Secara teoretis, jumlah gas metan yang terkumpul pada proses terbentuknya batubara bervolume satu ton adalah 300m3. Kondisi terperangkapnya gas ini akan terus berlangsung ketika lapisan batubara atau batuan di sekitarnya tersebut terbuka akibat pengaruh alam seperti longsoran atau karena penggalian (penambangan).

Gas di tambang dalam

Gas-gas yang muncul di tambang dalam (underground) terbagi menjadi gas berbahaya (hazardous gas) dan gas mudah nyala (combustible gas). Gas berbahaya adalah gas yang dapat mempengaruhi kesehatan yang dapat menyebabkan kondisi fatal pada seseorang, sedangkan gas mudah nyala adalah gas yang berpotensi menyebabkan kebakaran dan ledakan di dalam tambang.

Pada tambang dalam, gas berbahaya yang sering ditemukan adalah karbon monoksida (CO), sedangkan yang dapat muncul tapi jarang ditemui adalah hidrogen sulfida (H2S), sulfur dioksida (SO2), dan nitrogen dioksida (NO2).

CO adalah gas tak berwarna, tak berasa, tak berbau, dan memiliki berat jenis sebesar 0,967. Pada udara biasa, konsentrasinya adalah 0 sampai dengan beberapa ppm, dan menyebar secara merata di udara. CO timbul akibat pembakaran tak sempurna, ledakan gas dan debu, swabakar, kebakaran dalam tambang, peledakan (blasting), pembakaran internal pada mesin, dll. Gas ini sangat beracun karena kekuatan ikatan CO terhadap hemoglobin adalah 240-300 kali dibandingkan ikatan oksigen dengan hemoglobin. Selain beracun, gas ini sebenarnya juga memiliki sifat meledak, dengan kadar ambang ledakan adalah 13-72 persen.

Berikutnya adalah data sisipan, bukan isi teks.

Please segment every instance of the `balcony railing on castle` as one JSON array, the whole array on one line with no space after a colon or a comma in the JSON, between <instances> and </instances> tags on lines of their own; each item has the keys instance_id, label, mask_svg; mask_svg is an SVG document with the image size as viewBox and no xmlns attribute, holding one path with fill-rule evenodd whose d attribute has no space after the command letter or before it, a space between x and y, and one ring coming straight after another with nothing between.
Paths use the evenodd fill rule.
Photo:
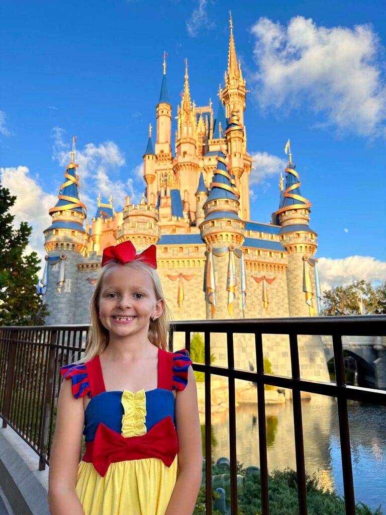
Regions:
<instances>
[{"instance_id":1,"label":"balcony railing on castle","mask_svg":"<svg viewBox=\"0 0 386 515\"><path fill-rule=\"evenodd\" d=\"M292 391L299 513L306 515L307 492L301 392L336 398L339 415L342 467L346 513L355 513L353 471L347 401L386 406L386 391L346 384L342 336L383 336L386 316L264 320L212 320L178 322L169 334L173 348L176 333L183 333L186 348L190 350L192 333L204 334L205 363L195 363L194 369L205 374L206 509L212 512L211 377L227 379L229 395L231 507L237 513L236 418L235 382L241 380L257 385L259 449L263 515L269 514L267 459L265 385ZM82 357L87 327L64 325L0 328L0 417L3 427L9 425L39 456L39 469L49 465L61 380L59 368ZM210 364L210 335L226 334L227 366ZM234 367L234 334L254 335L257 370ZM292 376L264 372L263 335L288 335ZM299 335L328 335L332 337L336 381L322 383L301 377ZM317 442L315 442L317 444Z\"/></svg>"}]
</instances>

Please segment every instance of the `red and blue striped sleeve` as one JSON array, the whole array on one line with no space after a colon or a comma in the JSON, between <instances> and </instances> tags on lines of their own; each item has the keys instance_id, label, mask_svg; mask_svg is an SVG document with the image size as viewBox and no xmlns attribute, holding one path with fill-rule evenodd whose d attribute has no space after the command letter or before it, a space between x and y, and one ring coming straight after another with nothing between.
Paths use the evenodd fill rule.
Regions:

Untuk gas mudah nyala pada tambang batubara, sebagian besar adalah gas metan (CH4). Metan adalah gas ringan dengan berat jenis 0,558, tidak berwarna, dan tidak berbau. Gas ini muncul secara alami di tambang batubara bawah tanah sebagai akibat terbukanya lapisan batubara dan batuan di sekitarnya oleh kegiatan penambangan. Dari segi keselamatan tambang, keberadaan metan harus selalu dikontrol terkait dengan sifatnya yang dapat meledak. Gas metan dapat terbakar dan meledak ketika kadarnya di udara sekitar 5-15 persen dengan ledakan paling hebat pada saat konsentrasinya 9,5 persen pada saat terdapat sumber api yang memicunya.

Ventilasi tambang dalam

Untuk menangani permasalahan gas yang muncul di tambang dalam, perencanaan sistem ventilasi yang baik merupakan hal mutlak yang harus dilakukan. Selain untuk mengencerkan dan menghilangkan gas-gas yang muncul dari dalam tambang, tujuan lain dari ventilasi adalah untuk menyediakan udara segar yang cukup bagi para karyawan tambang, dan untuk memperbaiki kondisi lingkungan kerja yang panas di dalam tambang akibat panas bumi, panas oksidasi, dll.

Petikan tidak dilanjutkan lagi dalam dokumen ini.